Coronavirus worsens plight of city’s informal traders

Source: Coronavirus worsens plight of city’s informal traders | The Standard

For six years, Reuben Dube earned his keep selling secondhand shirts, trousers and shoes in this city’s central business district.

BY FORTUNE MOYO

Then came the coronavirus crisis, which shut down Zimbabwe — and Dube’s enterprise.

Now he sells fruits and vegetables out of his home.

The coronavirus has upended the lives of millions in the country’s informal labour market, which includes sellers of secondhand clothes, street vendors, tailors, construction workers and many others.

More than 90% of Zimbabwe’s workers are engaged in the informal sector.

The virus has threatened their already-fragile livelihoods and left many in the country grasping for new ways to make money.

Their struggle began after the virus struck in late March, when the national government locked down all non-essential businesses and services.

On March 26, Bulawayo mayor Solomon Mguni announced an immediate ban on all informal-sector markets in Zimbabwe’s second most populous city, 439 kilometrea southwest of Harare, the nation’s capital.

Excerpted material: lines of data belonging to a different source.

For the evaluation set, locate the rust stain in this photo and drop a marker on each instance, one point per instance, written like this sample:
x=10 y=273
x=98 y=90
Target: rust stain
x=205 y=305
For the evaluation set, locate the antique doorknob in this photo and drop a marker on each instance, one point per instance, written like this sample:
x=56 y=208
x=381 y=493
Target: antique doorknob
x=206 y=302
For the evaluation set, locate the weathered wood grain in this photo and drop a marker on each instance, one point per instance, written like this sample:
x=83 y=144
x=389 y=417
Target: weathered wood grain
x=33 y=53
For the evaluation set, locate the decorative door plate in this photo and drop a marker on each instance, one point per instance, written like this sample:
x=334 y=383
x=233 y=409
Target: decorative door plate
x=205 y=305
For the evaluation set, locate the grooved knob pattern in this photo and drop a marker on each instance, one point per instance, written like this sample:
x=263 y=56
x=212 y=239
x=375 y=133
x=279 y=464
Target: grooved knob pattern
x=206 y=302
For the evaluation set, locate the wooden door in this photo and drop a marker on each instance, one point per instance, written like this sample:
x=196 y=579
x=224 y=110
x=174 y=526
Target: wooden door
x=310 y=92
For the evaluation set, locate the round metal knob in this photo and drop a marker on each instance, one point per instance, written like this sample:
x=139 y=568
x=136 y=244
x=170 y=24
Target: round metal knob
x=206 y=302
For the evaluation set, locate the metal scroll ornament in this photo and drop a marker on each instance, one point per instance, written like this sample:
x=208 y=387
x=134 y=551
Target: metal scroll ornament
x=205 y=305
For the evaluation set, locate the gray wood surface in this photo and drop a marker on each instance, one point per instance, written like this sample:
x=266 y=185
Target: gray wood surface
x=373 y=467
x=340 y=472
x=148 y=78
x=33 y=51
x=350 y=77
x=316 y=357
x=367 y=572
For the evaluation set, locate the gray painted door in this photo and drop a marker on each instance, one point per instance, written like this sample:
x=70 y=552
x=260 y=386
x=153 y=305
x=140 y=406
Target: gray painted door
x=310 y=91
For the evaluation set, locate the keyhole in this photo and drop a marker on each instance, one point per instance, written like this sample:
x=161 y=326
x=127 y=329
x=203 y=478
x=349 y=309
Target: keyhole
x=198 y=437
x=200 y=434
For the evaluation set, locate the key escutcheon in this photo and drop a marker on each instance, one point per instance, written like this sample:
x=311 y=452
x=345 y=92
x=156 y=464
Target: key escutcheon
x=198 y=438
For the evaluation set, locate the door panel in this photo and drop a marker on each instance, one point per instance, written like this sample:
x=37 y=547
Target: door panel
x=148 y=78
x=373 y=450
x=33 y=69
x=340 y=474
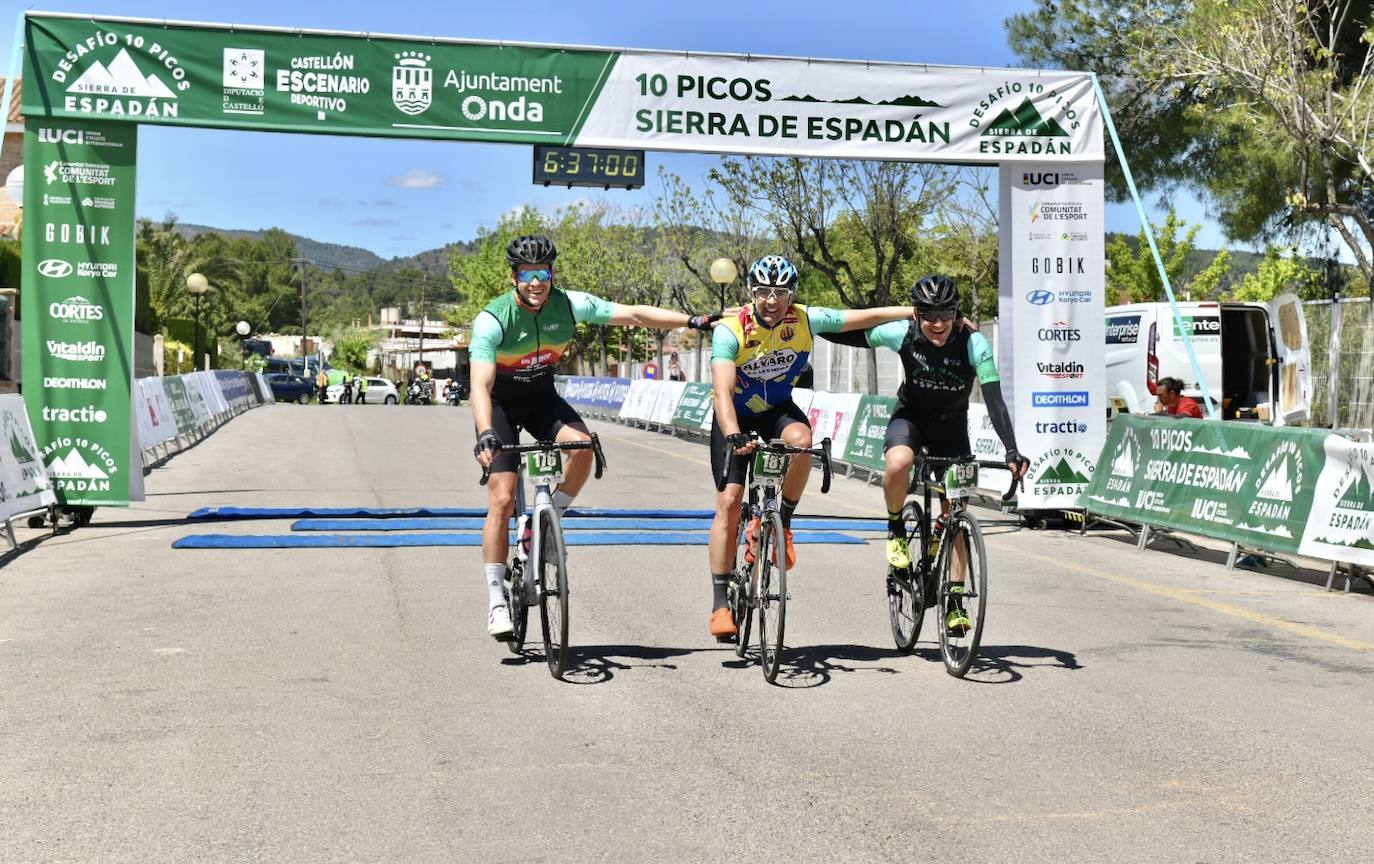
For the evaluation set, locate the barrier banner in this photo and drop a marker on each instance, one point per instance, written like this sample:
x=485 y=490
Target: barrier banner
x=831 y=415
x=77 y=304
x=154 y=414
x=1235 y=481
x=186 y=416
x=639 y=400
x=24 y=480
x=693 y=405
x=870 y=425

The city’s five secondhand clothes markets were usually packed with scores of customers jostling in the aisles.

Some bent over heaps of clothing, while still others tried on shoes. Their murmurs and shouts echoed from a distance.

All of this made both sellers and buyers vulnerable to the coronavirus, which spreads via microscopic droplets from the nose and mouth.

Before the lockdown, Dube (35) made as much as $350 a day hawking skirts and women’s shoes along with men’s clothing.

He still sold clothes for a few days after the ban, but his earnings plummeted to about $65 a day.

Most informal traders have struggled to buy food and medicine since the lockdown, says Michael Ndiweni, executive director of the Bulawayo Vendors and Traders Association.

“Even after the lockdown, most will struggle with restocking their businesses and also other obligations such as paying their bills,” he says.

Informal traders got good news at the end of March when the Zimbabwean government reintroduced the use of foreign currency.

The local currency is still in use but is now pegged to the South African rand and the United States dollar.

Dube now sells fruits and vegetables in rands, US dollars or the Zimbabwean dollar equivalent.

He says he makes at least US$8 a day — less than when he sold secondhand clothes but more than he did before the government’s about-face on foreign currency. Still, it’s not ideal.

“We have an extended family which depends on us,” said Sithabile Dube, Reuben’s wife.

Other sellers of secondhand clothes have shifted their markets to Bulawayo’s suburbs, but they’re struggling.

Nomazwe Dungeni, who lives in the Cowdray Park area, hasn’t gained traction in her new location near a cluster of shops.

“There is not much business as compared to the city centre,” she said.

Customers are complaining, too.

They say they now have to patronise retail shops, where prices can be multiple times higher than those of secondhand clothes sellers.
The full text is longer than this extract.